The halving of thermal coal prices since early 2011 has grabbed the most attention in the beleaguered industry, but coking coal has actually performed worse, dropping by almost two-thirds since its post-2008 recession peak in mid-2011.
The 2011 high was reached after severe flooding in Queensland state, the main coking coal producer in top exporter Australia.
Both types of coal have been plagued by oversupply, which has swamped the modest increases in demand in top importers China and India.
The problem for thermal coal has been supply hasn’t significantly been cut despite weak prices.
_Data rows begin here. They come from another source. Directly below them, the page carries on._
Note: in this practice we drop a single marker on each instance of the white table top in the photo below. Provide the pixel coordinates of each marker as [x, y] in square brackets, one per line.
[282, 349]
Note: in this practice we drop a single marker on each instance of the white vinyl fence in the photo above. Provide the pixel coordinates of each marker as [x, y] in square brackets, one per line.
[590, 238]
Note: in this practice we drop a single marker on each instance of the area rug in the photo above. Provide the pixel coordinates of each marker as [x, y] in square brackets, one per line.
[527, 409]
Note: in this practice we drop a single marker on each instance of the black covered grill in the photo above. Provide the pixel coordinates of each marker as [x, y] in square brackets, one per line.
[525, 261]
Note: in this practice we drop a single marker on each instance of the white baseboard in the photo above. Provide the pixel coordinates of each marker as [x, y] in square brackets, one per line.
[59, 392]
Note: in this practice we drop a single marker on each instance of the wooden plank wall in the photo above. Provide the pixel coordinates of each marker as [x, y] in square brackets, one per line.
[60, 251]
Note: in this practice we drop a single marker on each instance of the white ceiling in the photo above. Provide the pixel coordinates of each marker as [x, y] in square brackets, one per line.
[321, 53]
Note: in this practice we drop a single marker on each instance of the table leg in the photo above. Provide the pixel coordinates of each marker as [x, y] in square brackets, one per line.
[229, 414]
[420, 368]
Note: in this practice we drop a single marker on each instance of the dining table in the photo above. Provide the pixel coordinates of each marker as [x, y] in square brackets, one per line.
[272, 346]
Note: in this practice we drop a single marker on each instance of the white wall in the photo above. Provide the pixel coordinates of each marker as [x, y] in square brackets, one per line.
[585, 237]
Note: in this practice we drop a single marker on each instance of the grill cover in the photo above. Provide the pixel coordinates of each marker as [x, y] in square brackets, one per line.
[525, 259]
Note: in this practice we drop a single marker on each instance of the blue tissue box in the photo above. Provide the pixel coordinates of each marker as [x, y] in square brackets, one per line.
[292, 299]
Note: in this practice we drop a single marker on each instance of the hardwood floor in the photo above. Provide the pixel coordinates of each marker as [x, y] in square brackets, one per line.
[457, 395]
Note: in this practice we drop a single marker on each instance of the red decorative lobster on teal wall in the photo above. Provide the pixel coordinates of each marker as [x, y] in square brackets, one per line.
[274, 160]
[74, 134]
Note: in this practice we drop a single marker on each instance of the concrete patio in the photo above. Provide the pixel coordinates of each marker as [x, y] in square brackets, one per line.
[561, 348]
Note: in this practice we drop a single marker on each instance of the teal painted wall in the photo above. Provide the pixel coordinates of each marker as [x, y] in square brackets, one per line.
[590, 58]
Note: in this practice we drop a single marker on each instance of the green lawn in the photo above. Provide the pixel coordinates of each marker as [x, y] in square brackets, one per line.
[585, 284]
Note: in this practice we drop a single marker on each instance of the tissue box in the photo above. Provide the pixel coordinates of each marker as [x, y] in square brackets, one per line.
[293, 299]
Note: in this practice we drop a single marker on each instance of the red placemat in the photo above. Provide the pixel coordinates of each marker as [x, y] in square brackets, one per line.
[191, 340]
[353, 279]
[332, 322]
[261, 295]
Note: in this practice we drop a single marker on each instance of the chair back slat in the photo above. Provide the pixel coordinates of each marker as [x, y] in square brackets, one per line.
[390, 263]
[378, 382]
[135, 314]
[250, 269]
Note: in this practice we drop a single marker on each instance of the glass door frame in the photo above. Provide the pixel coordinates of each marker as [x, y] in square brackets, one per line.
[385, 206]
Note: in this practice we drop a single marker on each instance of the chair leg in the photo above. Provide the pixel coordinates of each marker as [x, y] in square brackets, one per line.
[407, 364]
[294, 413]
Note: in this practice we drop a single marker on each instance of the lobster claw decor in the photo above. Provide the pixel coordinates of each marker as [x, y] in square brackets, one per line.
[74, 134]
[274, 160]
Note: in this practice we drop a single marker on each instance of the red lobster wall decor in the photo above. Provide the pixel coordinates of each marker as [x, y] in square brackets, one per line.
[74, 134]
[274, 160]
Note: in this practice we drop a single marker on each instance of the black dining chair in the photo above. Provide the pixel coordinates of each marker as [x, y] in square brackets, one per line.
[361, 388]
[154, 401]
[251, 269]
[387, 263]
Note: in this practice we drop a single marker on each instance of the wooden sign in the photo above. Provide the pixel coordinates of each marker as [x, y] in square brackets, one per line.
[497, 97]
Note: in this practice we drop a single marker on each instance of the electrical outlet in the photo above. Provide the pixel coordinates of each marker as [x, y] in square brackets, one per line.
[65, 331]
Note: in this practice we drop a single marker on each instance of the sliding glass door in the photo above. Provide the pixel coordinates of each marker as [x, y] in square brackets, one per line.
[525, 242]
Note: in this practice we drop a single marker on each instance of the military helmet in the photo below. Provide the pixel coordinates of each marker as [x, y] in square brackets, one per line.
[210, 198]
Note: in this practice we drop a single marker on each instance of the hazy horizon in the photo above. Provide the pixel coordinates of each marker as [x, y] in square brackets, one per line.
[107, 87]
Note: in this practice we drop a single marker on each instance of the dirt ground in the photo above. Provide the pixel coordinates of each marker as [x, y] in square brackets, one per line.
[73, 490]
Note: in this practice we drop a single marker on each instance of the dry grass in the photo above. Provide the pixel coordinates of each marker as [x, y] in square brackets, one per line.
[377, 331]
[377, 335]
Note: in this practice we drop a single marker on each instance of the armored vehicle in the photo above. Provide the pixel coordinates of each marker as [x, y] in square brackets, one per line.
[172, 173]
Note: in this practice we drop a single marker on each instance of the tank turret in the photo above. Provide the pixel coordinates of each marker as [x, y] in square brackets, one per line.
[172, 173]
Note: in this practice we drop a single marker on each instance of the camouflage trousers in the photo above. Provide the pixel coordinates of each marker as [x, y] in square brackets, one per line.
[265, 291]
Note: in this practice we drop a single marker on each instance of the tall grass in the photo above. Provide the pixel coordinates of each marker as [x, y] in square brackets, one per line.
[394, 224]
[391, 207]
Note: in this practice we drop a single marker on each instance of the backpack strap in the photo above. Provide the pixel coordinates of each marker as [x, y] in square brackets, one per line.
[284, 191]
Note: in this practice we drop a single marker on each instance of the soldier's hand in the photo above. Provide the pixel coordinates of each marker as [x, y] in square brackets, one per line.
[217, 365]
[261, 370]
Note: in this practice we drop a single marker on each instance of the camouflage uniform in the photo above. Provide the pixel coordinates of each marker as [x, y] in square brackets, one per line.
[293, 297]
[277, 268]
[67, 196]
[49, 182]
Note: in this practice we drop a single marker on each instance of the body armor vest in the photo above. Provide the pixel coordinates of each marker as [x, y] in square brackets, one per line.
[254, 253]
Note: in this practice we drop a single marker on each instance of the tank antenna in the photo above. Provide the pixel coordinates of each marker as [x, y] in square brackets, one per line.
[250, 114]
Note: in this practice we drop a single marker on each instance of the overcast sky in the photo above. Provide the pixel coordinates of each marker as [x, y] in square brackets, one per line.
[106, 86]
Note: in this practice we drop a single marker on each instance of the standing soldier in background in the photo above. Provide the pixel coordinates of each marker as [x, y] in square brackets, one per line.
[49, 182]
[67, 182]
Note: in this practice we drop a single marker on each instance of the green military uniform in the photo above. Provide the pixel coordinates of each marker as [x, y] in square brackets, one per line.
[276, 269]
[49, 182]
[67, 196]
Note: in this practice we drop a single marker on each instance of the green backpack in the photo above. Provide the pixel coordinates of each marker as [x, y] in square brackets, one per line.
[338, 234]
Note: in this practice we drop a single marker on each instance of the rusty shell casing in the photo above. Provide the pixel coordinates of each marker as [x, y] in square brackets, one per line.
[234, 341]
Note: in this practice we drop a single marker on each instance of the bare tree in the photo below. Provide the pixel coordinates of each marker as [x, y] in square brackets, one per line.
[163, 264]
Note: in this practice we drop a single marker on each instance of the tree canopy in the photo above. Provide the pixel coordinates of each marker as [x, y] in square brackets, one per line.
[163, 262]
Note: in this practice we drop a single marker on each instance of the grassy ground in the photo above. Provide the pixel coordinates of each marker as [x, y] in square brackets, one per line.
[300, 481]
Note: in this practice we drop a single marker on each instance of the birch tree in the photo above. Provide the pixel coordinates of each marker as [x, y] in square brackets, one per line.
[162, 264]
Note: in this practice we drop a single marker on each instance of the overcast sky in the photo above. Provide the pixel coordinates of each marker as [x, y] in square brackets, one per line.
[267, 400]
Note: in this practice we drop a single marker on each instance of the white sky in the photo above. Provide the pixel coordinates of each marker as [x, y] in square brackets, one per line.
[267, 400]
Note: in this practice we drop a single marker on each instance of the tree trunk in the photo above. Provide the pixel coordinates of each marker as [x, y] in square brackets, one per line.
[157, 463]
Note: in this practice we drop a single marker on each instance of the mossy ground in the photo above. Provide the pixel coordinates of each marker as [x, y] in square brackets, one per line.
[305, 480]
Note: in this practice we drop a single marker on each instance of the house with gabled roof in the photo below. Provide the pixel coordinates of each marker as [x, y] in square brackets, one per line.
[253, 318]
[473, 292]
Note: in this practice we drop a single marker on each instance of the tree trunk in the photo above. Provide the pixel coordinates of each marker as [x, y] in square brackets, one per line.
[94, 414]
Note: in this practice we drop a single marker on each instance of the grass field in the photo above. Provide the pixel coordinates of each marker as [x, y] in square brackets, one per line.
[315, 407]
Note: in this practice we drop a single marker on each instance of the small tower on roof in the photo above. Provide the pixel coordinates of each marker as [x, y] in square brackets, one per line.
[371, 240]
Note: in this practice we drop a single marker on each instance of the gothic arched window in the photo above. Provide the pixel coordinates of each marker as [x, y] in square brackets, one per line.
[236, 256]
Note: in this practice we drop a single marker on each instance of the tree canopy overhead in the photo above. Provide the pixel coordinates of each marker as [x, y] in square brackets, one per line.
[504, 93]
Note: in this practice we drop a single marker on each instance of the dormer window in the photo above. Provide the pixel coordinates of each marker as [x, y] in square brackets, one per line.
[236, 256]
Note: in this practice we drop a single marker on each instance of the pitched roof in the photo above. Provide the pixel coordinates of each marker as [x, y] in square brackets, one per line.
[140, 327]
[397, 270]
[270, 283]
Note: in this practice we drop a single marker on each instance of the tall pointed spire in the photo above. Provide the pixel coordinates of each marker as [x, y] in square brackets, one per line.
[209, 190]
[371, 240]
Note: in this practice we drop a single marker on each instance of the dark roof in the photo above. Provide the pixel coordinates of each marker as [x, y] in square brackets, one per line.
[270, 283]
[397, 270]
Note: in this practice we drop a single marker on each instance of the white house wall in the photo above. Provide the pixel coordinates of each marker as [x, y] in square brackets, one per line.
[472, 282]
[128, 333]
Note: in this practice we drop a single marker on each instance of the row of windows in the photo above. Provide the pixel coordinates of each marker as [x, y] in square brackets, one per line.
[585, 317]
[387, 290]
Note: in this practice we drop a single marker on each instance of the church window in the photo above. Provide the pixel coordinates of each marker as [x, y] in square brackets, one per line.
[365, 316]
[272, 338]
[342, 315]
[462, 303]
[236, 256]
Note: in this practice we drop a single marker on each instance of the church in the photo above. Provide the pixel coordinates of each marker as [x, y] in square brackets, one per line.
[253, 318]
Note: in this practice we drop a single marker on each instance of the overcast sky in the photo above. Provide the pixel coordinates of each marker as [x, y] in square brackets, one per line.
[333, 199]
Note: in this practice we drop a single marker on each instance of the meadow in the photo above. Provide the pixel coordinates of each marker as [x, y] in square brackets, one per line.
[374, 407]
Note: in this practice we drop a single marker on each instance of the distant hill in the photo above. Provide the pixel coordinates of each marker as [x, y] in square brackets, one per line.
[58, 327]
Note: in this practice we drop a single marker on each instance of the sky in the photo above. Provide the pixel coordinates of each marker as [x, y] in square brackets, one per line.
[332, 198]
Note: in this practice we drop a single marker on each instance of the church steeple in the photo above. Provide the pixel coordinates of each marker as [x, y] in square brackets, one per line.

Producers in the top two exporters Indonesia and Australia have been instead trying to cut costs and increase volumes in order to boost revenues.
Australian producers have another problem, the so-called “take-or-pay” contracts that commit them to paying for transport costs whether they actually ship coal or not.
These contracts can be upwards of $20 a tonne, meaning that as long as a miner’s loss per tonne is below that level, it’s cheaper to continue producing than it is to shut down.
This has kept Australian exports of coking and thermal coal rising despite the slide in prices.
Thermal coal has the added problem that other major suppliers aren’t cutting exports either, with Indonesia expected to increase volumes in 2014 and South Africa likely to hold exports more or less steady.
Only North American exports are contracting, with several major producers announcing mine closures or cutbacks in recent months. This will result in lower exports for both thermal and coking coal from North America, but the impact is likely to be more keenly felt in coking coal.
It appears that there is a better chance of the decline in coking coal exports from North America matching the increase in shipments from Australia.
AUSTRALIAN EXPORTS TO RISE, U.S. TO DROP
Australia will export 175 million tonnes of coking coal this year, a gain of 2.9 percent from 2013, and 183 million tonnes in 2015, according to government forecaster the Bureau of Resources and Energy Economics (BREE).
BREE also estimates that coking coal exports from the United States will drop 4.6 percent this year to 56 million tonnes.
These figures imply that Australian supply will increase by about 2 million tonnes more than U.S. exports decline.
The risk is that Australian coking coal exports don’t increase by as much, especially if more miners limit output or are successful in negotiating easier take-or-pay terms.
It’s also possible – with coking coal prices currently holding around $120 a tonne for third quarter contracts – that U.S. producers will idle more mines.
A stronger U.S. economy will also increase domestic demand for coking coal, making less available for export.
Chinese customs data already shows how imports from the United States are diminishing, with a 60 percent year-on-year decline to 1.423 million tonnes in the first half of this year.
Shipments from Canada dropped 46 percent and those from Russia by 26 percent, the data show.
However, China’s imports from Australia, which supplies almost half of the country’s total coking coal imports, rose 13.2 percent to 15.02 million tonnes, while second-ranked supplier Mongolia increased its shipments 16.2 percent to 7.53 million tonnes.
Overall, coking coal imports fell 12.3 percent in the first half from the same period in 2013.
This suggests that coking coal imports may be due for a rebound, given ongoing strength in China’s steel sector.
Crude steel output rose 3 percent in the first six months of the year from the same period last year, according to official statistics.
This implies China’s demand for coking coal should be rising, and with domestic production likely flat to slightly lower, imports should rise as stockpiles deplete.
However, while coking coal prices may have reached the bottom, a sustained rally appears unlikely as strong gains will lead to higher U.S. exports.
For now, coking coal producers can look forward to modest price gains, while thermal coal miners fret about how much further prices can fall.